Now, after more than 30 years, it is about to exit the stage, employees said.

The Cinedome 8 is scheduled to shut its doors for good Sunday, leaving the city with more than 210,000 residents but no first-run movie theater, said employees at the theater and its sister theater, the Cinedome 7 in Newark.

Cinemark, a Plano, Texas-based company that operates both theaters, along with nearby ones in Union City and Milpitas, did not return calls this week.

Without the Cinedome, Fremont residents will have to leave town for the latest Hollywood offerings. However, Fremont still has the Essanay in Niles for silent films and the NAZ8 Cinema for Bollywood movies.

"I don't understand why we can't support any theater in Fremont," said resident Joan Hansen-Aganon, after theater workers told her that the Cinedome 8 would be closing.

"I hate to take my business to some other town," she added. "I don't want to go to Union City. There's nothing wrong with Union City, but I want to stay in my own town."

The estimated 30 employees at Cinedome 8 will be offered transfers to other theaters operated by Cinemark, employees said.

Business had not declined in 2008, said one employee, who added that workers were told of the impending closure a month ago.

Fremont officials were not shocked to learn of the closure.

A few years ago, the owner of theater had discussed redeveloping the site at 39153 Farwell Drive, potentially without a new theater, said Daren Fields, the city's economic development director.

"I think Fremont can support its own cinema, but the cinema itself would need to be modern facility with first-run movies that would attract people," he said. "I'm not sure that was the case with the Cinedome 8."

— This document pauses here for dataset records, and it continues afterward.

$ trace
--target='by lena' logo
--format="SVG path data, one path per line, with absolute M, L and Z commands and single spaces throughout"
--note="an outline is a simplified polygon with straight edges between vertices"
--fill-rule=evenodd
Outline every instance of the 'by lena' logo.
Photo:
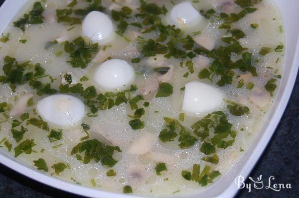
M 249 193 L 251 192 L 252 184 L 253 184 L 253 188 L 255 189 L 270 189 L 277 192 L 280 191 L 282 189 L 292 189 L 291 184 L 285 185 L 284 184 L 276 183 L 274 181 L 275 178 L 273 176 L 269 177 L 268 181 L 268 184 L 265 183 L 264 185 L 264 183 L 262 181 L 262 177 L 263 176 L 261 175 L 260 177 L 257 178 L 256 180 L 254 180 L 251 177 L 249 177 L 248 178 L 250 180 L 249 182 L 248 183 L 245 183 L 244 182 L 244 178 L 240 175 L 235 179 L 235 183 L 237 185 L 238 189 L 242 189 L 246 188 L 248 190 Z

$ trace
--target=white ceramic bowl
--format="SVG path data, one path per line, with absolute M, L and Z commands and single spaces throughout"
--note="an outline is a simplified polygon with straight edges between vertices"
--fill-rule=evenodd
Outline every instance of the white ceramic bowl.
M 271 111 L 260 131 L 232 171 L 213 185 L 192 198 L 233 197 L 238 192 L 234 179 L 239 175 L 246 178 L 267 146 L 275 131 L 292 93 L 299 66 L 299 0 L 274 0 L 282 12 L 286 32 L 286 62 L 284 74 Z M 31 0 L 6 0 L 0 8 L 0 32 L 11 21 L 18 11 Z M 57 189 L 91 198 L 137 198 L 136 196 L 107 193 L 54 179 L 14 158 L 0 149 L 0 162 L 33 180 Z M 177 196 L 186 198 L 186 196 Z

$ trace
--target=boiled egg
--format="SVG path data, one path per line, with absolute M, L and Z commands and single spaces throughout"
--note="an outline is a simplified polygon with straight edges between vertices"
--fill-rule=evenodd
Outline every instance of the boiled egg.
M 103 12 L 89 12 L 82 23 L 82 33 L 93 42 L 103 45 L 111 42 L 115 36 L 115 28 L 110 18 Z
M 62 127 L 75 125 L 82 120 L 85 106 L 79 99 L 71 95 L 58 94 L 38 101 L 38 114 L 47 122 Z
M 111 59 L 100 65 L 94 73 L 94 79 L 101 88 L 106 91 L 125 90 L 134 81 L 135 72 L 126 61 Z
M 195 26 L 203 20 L 203 17 L 188 1 L 175 5 L 168 17 L 170 23 L 181 28 Z
M 216 87 L 198 81 L 185 85 L 182 110 L 199 114 L 216 110 L 223 103 L 223 96 Z

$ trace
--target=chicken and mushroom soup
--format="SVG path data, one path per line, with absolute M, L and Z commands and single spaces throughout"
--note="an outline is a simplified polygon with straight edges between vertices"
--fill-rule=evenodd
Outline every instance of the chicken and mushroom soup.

Fremont tried unsuccessfully a few years ago to attract a new theater to Pacific Commons, Mayor Bob Wasserman said. About the same time, plans fell through to build a new multiplex at NewPark Mall, Newark Mayor David Smith said.

The Fremont and Newark cinedomes each are older and smaller than the theaters in Union City and Milpitas. The lease for the Cinedome 7 in Newark expires in November, an employee said.

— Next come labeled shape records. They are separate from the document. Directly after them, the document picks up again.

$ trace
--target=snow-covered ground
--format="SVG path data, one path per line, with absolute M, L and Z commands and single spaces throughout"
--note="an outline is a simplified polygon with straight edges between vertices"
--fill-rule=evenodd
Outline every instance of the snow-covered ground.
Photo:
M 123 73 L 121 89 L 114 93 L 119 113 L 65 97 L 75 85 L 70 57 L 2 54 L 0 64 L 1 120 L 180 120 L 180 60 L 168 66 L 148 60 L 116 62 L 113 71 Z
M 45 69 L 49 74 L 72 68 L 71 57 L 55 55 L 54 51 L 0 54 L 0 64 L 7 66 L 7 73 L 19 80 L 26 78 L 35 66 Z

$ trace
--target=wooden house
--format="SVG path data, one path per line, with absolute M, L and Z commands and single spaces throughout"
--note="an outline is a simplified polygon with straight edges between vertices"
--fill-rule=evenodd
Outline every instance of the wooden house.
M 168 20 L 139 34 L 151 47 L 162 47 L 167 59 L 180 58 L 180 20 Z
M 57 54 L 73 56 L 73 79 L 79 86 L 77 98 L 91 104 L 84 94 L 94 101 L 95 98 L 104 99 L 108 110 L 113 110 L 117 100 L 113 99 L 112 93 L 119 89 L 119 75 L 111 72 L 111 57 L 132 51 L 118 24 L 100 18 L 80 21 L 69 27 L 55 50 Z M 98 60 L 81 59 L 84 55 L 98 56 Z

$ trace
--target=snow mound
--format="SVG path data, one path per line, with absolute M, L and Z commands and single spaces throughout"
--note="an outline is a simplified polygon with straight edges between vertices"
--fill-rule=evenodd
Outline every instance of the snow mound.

The Cinedome 8 has been Fremont's largest movie theater since opening in the late 1970s, local movie buffs said.

Its arrival reshaped Fremont's movie theater landscape.

Shortly after it opened, the much smaller Showcase 1&2 closed its doors at the corner of Walnut Avenue and Civic Center Drive. The facility later became a nightclub.

Meanwhile, the single-screen Fox Theater at the Fremont Hub stopped showing first-run films, according to the Web site Cinema Treasures.

It ultimately closed in the mid '80s and was replaced by the GCC Fremont Hub 8 Cinemas, which went out of business in 1999.

That theater and the Center Theater in Fremont's Centerville district had been used by the NAZ, until it moved to a previous existing movie house on Paseo Padre Parkway near Walnut.

There is a proposal to reopen the Center Theater, which initially opened in 1946, to show films and provide space for fledgling nonprofit groups, but the plan is not fully funded, said Julie Gilson of the Center Theater Preservation Group.